4.27. Intel Pentium III Xeon (Tanner)

Frankly speaking, differs from Drake in the same way as Katmai from Deschutes. Had the off-chip full-speed L2 cache of 512Kb, 1Mb or 2Mb. Form-factor: Slot 2.

Core clock speeds: 500 or 550MHz (100MHz FSB).

4.28. AMD Athlon (K7)

K7 was a long-waited AMD's bet to break through Intel's leadership on the PC market. The pocessor core was redesigned completely when compared to K6 series, and many architectural components were borrowed from DEC Alpha 21164 and 21264 (EV5 and EV6, respectively). Three 10-stage integer and three 15-stage floating-point pipelines, plus three address generators (one per integer pipeline) and two data transfer units (universal load & store), operating independently from other execution units. Also two MMX and two 3Dnow! units were located at the floating-point pipelines. The 3DNow! command set was enhanced with 24 additional instructions to improve mostly integer arithmetics. Both integer and floating-point performance increased very much compared to K6 series, significantly outperforming Intel's Katmai and staying on par with Coppermine. The L1 cache of 128Kb (the largest L1 cache ever integrated into a x86 CPU) was separated equally for data and instructions, the L2 cache of 512Kb was located off-chip [but within the CPU cartridge], and operated at 1/3, 1/2 or 2/3 of the core clock speed; the L2 cache bus was 64 bits wide. Besides, the L1 cache was exclusive (i.e. information within the L1 cache didn't need to be mirrored within the L2 cache, unlike in PPro and derivatives), and the victim buffer was implemented to facilitate transfers between both cache levels (like in DEC EV5 and EV6). Form-factor: Slot A (physically, but not electrically, compatible with Slot 1).

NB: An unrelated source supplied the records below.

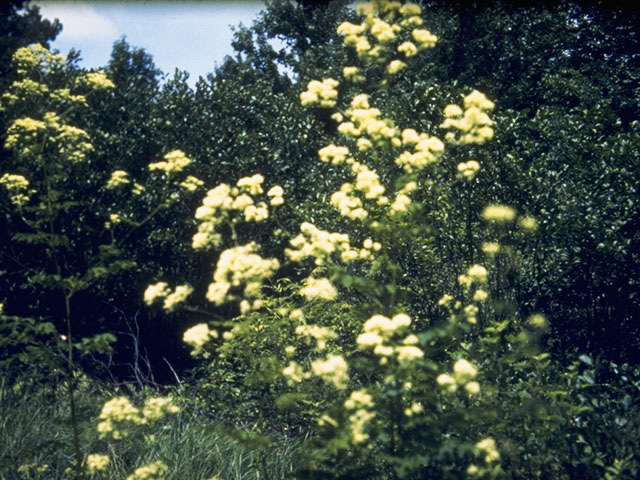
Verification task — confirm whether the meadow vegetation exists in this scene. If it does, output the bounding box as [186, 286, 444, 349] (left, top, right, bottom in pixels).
[0, 0, 640, 480]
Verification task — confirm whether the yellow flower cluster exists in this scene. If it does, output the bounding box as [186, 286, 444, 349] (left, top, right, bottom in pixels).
[296, 325, 337, 350]
[338, 93, 401, 147]
[267, 185, 284, 207]
[482, 205, 516, 223]
[87, 453, 109, 475]
[285, 222, 370, 265]
[98, 397, 144, 439]
[356, 313, 424, 364]
[338, 0, 437, 77]
[0, 173, 31, 207]
[440, 90, 494, 144]
[207, 242, 280, 313]
[4, 117, 47, 151]
[436, 358, 480, 395]
[180, 175, 204, 192]
[300, 277, 338, 300]
[144, 282, 193, 312]
[458, 160, 480, 180]
[107, 170, 131, 189]
[396, 128, 444, 173]
[482, 242, 500, 256]
[458, 265, 487, 288]
[342, 66, 366, 83]
[518, 217, 538, 232]
[192, 174, 284, 249]
[300, 78, 339, 108]
[127, 462, 169, 480]
[318, 144, 349, 165]
[311, 354, 349, 389]
[148, 150, 191, 173]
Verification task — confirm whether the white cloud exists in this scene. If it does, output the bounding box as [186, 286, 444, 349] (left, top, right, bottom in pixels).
[37, 1, 118, 39]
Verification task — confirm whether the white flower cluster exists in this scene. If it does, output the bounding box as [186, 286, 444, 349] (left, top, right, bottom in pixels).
[207, 242, 280, 313]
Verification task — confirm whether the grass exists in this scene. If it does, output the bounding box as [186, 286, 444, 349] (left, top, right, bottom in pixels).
[0, 376, 297, 480]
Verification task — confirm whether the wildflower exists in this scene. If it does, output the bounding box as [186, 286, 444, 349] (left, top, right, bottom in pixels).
[318, 144, 349, 165]
[356, 332, 383, 347]
[148, 150, 191, 173]
[458, 160, 480, 180]
[436, 373, 458, 392]
[342, 67, 359, 78]
[444, 105, 462, 118]
[396, 345, 424, 362]
[464, 382, 480, 395]
[85, 72, 115, 89]
[411, 28, 438, 48]
[467, 265, 487, 283]
[87, 453, 109, 475]
[438, 294, 453, 305]
[244, 204, 269, 222]
[473, 289, 489, 302]
[482, 205, 516, 223]
[482, 242, 500, 255]
[520, 217, 538, 232]
[300, 278, 338, 300]
[267, 185, 284, 207]
[163, 285, 193, 311]
[236, 173, 264, 195]
[370, 18, 396, 43]
[387, 60, 407, 75]
[400, 3, 422, 16]
[107, 170, 131, 189]
[0, 173, 30, 207]
[453, 358, 478, 383]
[282, 362, 305, 383]
[144, 282, 171, 305]
[528, 313, 549, 330]
[389, 193, 411, 215]
[300, 78, 339, 108]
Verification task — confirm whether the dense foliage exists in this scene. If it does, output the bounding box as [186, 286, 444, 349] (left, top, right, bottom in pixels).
[0, 0, 640, 479]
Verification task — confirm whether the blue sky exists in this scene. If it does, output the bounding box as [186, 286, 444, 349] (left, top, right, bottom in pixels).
[33, 0, 264, 85]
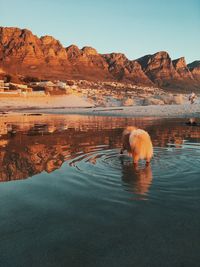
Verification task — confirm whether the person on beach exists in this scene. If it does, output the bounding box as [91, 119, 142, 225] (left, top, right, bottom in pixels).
[188, 92, 197, 104]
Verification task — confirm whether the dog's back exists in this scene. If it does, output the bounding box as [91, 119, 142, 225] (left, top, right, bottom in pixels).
[121, 126, 153, 162]
[129, 129, 153, 160]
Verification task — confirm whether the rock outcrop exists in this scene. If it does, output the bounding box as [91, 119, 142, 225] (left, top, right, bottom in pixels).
[0, 27, 200, 89]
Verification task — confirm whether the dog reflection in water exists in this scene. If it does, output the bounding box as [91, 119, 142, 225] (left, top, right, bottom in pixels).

Another key feature of K7 was the system bus architecture (S2K), which derived directly from DEC EV6; running at 100MHz, it could transfer data at both rising and falling edges of the clock signal, thereby increasing the bus bandwidth for two times (nowadays this feature is called DDR -- Double Data Rate), but addresses were transferred at the nominal frequency.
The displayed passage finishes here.